The Pope is doing well after undergoing a three-hour operation

Pope Francis is doing well after undergoing a three-hour operation on Wednesday for an abdominal hernia that threatened to obstruct his intestine. In a statement, the spokesman for the Holy See, Matteo Bruni, reported today that, according to the medical team following him, the Pontiff had a quiet night in which he was able to rest well, is “in good condition, awake and breathing spontaneously.

In the statement, Bruni added that “routine controls are good and throughout the day he will observe the necessary postoperative rest.” The Pontiff is resting in the apartment reserved for the popes at the Policlinico Gemelli hospital in Rome, where he will have to stay for about a week, according to the doctors, although the Vatican has cleared its schedule until June 18 as a precaution.

Pope Francis went to the hospital yesterday, after the general audience on Wednesdays, to undergo an intervention agreed with his personal doctor after manifesting painful and increasingly frequent symptoms in recent months due to an abdominal incisional hernia that was surely the consequence of other operations carried out in the past.

For this reason, and after a CT scan performed on Tuesday, a laparotomy was performed yesterday that “released” these internal scars and prevented him from suffering an obstruction in the future. “He will have to undergo a postoperative period, but once he is discharged he will leave no trace or concern,” his surgeon, Sergio Alfieri, told the press, remarking that the Pontiff does not suffer from other illnesses.
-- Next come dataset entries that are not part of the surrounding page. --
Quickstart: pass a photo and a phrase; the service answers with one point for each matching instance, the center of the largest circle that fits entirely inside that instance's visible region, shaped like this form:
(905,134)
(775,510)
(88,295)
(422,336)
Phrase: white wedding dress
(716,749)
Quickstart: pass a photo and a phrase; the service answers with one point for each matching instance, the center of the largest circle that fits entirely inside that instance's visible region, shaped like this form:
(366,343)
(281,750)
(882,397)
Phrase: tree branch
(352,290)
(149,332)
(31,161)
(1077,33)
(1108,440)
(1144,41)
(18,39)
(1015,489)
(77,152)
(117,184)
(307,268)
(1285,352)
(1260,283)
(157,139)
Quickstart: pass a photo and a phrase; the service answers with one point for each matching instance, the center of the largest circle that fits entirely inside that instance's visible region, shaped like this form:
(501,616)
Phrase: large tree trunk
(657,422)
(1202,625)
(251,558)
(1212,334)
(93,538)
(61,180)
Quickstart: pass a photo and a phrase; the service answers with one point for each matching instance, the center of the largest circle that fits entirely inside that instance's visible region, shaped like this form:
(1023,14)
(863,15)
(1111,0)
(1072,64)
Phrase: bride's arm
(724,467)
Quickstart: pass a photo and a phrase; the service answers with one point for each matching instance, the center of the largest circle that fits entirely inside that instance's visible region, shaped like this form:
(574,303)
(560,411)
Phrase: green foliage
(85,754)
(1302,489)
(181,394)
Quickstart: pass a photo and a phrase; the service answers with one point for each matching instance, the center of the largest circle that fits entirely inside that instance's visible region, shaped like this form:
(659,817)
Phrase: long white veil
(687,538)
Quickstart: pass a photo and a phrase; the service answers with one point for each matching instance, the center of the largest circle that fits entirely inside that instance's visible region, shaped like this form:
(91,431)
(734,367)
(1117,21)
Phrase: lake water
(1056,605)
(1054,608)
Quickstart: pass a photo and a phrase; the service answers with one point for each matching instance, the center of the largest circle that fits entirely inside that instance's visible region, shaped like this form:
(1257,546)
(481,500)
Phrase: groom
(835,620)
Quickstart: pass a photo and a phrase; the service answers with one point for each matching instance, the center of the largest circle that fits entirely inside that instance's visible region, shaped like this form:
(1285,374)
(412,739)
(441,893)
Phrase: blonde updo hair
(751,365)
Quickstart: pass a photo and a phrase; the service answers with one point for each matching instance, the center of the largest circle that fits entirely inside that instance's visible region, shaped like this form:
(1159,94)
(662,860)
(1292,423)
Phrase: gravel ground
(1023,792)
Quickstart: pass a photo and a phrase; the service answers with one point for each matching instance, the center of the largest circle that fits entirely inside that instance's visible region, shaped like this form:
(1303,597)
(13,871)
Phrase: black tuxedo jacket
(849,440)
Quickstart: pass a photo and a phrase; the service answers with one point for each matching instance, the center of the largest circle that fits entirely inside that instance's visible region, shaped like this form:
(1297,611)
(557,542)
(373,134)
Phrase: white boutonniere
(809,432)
According to the doctors, after this week the 86-year-old Pope was admitted, he will be able to recover his activity normally and they have only recommended that he avoid making great efforts. Yesterday he already showed off his good humor with a joke shortly after waking up from anesthesia.

It is the third time in this pontificate that Francis has entered the Gemelli. It was here that he recovered from colon surgery in 2021, when 33 centimeters of intestine were removed, requiring a longer postoperative period and was discharged after ten days. He, too, spent three nights hospitalized in March for acute pneumonia that threatened to upend the plans of the busy Vatican Easter Week.

The Pope also has trouble walking due to knee pain and must use a cane or a wheelchair to get around, but he shows no sign of slowing down. This summer his schedule is full with two trips, to Lisbon at the beginning of August for the World Youth Days; and to Mongolia, at the beginning of September, which will be the first apostolic visit of a pope to the Asian country.